LegalCrystal Citation
SubjectProperty
CourtAllahabad
Decided On
Reported inAIR1936All436; 163Ind.Cas.823
AppellantNandu Mal
RespondentPanna Lal and anr.
Excerpt:
- .....definition of grove is given in the agra tenancy act, act iii of 1926, section 3(15), as follows:'grove-land' means any specific piece of land in a mahal having trees planted thereon in such numbers that when full grown they will preclude the land or any considerable portion thereof being used primarily for any other purpose, and the trees on such land constitute a grove.explanation i.-the word 'trees' does not include tea plants, rose bushes, betel plants, plantains and papitas, or any mere shrubs, bushes, plants or climbers.explanation ii.-the word 'trees' includes fruit bearing trees, such as mango or jack fruit, which occupy the land for a long period, but does not include trees, such as guavas or peaches, which occupy the land for comparatively short period.2. it is therefore.....
Judgment:

1. This is a judgment-debtor's objection against an order of the lower Court in execution. The decree-holder made an application asking that a garden, area 13 bighas 3 biswas of land, containing all sorts of fruit-bearing and timber trees with flower beds and house, should be sold in auction sale in execution of his decree. There was Government notification in the Gazette, dated 26th March 1932, which stated that agricultural land as defined by the Agra Tenancy Act should be sold only through the Collector and the sale of such property has been stayed. The present application is for sale through the civil Court amin. The question before us is whether the area in question can be considered agricultural land or not. The Court below has considered that it is not a grove but that it comes under the definition of 'garden.' Unfortunately the Court below has applied an erroneous criterion to draw the distinction between a garden and a grove. The Court considered that the distinction was whether it stood on the zamindar's own land or on the land of the person who did no own the trees. The distinction is not correct. The definition of grove is given in the Agra Tenancy Act, Act III of 1926, Section 3(15), as follows:

'Grove-land' means any specific piece of land in a mahal having trees planted thereon in such numbers that when full grown they will preclude the land or any considerable portion thereof being used primarily for any other purpose, and the trees on such land constitute a grove.

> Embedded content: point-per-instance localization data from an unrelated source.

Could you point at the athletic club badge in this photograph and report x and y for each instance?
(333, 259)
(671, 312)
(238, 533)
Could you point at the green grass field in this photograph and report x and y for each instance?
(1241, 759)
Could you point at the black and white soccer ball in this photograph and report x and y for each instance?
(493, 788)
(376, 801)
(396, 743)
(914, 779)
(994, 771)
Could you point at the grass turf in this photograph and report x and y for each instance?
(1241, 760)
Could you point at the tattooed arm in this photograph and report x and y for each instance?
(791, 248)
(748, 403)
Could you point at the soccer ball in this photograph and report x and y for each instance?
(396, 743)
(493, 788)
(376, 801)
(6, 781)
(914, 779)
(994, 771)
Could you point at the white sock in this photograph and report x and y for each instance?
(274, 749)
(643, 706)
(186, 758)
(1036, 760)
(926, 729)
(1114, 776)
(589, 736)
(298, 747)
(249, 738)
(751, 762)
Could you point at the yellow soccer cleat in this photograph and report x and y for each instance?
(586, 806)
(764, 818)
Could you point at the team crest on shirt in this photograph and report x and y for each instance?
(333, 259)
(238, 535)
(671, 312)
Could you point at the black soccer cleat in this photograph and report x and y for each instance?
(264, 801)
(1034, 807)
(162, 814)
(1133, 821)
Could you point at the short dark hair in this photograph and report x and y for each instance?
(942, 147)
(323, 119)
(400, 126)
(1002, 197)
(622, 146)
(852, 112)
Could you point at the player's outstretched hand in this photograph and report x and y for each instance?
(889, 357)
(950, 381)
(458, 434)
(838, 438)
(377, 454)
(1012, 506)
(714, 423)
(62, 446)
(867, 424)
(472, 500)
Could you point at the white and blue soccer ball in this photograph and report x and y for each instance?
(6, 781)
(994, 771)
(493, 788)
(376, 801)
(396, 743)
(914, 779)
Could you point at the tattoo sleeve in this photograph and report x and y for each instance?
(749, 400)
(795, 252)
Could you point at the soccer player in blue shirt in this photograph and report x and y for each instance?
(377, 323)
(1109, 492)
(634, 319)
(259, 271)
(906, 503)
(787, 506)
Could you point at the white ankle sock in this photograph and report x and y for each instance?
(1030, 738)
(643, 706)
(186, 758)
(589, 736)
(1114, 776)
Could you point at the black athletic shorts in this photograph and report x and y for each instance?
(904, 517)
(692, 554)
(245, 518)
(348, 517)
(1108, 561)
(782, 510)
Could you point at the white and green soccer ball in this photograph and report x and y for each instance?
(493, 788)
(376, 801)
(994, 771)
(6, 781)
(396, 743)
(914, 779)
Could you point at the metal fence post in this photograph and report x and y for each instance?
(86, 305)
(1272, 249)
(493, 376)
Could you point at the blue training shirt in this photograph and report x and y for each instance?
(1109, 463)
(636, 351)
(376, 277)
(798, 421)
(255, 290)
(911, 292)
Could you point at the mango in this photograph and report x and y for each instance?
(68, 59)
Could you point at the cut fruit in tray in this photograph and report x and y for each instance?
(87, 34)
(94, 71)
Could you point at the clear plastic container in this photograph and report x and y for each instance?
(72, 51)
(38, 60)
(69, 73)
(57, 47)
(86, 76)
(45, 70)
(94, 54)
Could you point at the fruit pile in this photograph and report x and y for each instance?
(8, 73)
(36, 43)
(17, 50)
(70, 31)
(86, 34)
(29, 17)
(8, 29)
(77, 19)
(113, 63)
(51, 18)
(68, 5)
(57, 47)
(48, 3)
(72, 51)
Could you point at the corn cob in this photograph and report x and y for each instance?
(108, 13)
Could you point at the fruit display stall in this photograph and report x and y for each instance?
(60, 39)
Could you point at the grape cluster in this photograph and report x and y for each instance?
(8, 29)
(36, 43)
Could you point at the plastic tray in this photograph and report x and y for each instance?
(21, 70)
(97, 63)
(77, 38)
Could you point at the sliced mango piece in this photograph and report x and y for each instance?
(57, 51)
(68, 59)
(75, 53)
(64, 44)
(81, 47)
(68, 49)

Explanation I.-The word 'trees' does not include tea plants, rose bushes, betel plants, plantains and papitas, or any mere shrubs, bushes, plants or climbers.

Explanation II.-The word 'trees' includes fruit bearing trees, such as mango or jack fruit, which occupy the land for a long period, but does not include trees, such as guavas or peaches, which occupy the land for comparatively short period.

2. It is therefore necessary that the Court below should ascertain whether this piece of ground does come within this definition of 'grove-land' or not. If the ground comes within the definition of 'grove-land,' then under Section 3(2) the land is agricultural land and cannot be sold through civil Court amin. If on the other hand the land is not agricultural land but is a garden, then it may be sold through civil Court amin. It will be noted that a distinction is drawn in regard to the kind of fruit trees. Certain fruit trees such as guavas, peaches, plantains, papitas, etc, are trees which do not constitute a grove, but on the other hand mangoes, jack fruit, etc., which occupy the land for a long period do constitute a grove. It has been held in Ram Adhin v. Lachhmi Narain 1935 ALJ 989, that land which has a grove on it and is in possession of the proprietor himself who planted the . trees is agricultural land within the meaning of the Government Notification in question published in the U.P. Gazette of 26th July 1932.

3. Learned Counsel has invited attention to the fact that in the application the word 'house' is used. The Court has said nothing about the house in its order. This point may also be raised before the Court below.

4. We, therefore, allow this execution first appeal and remand the case to the Court below to decide the objection of the judgment-debtor in view of the direction given in this judgment. Costs hitherto incurred will abide the result.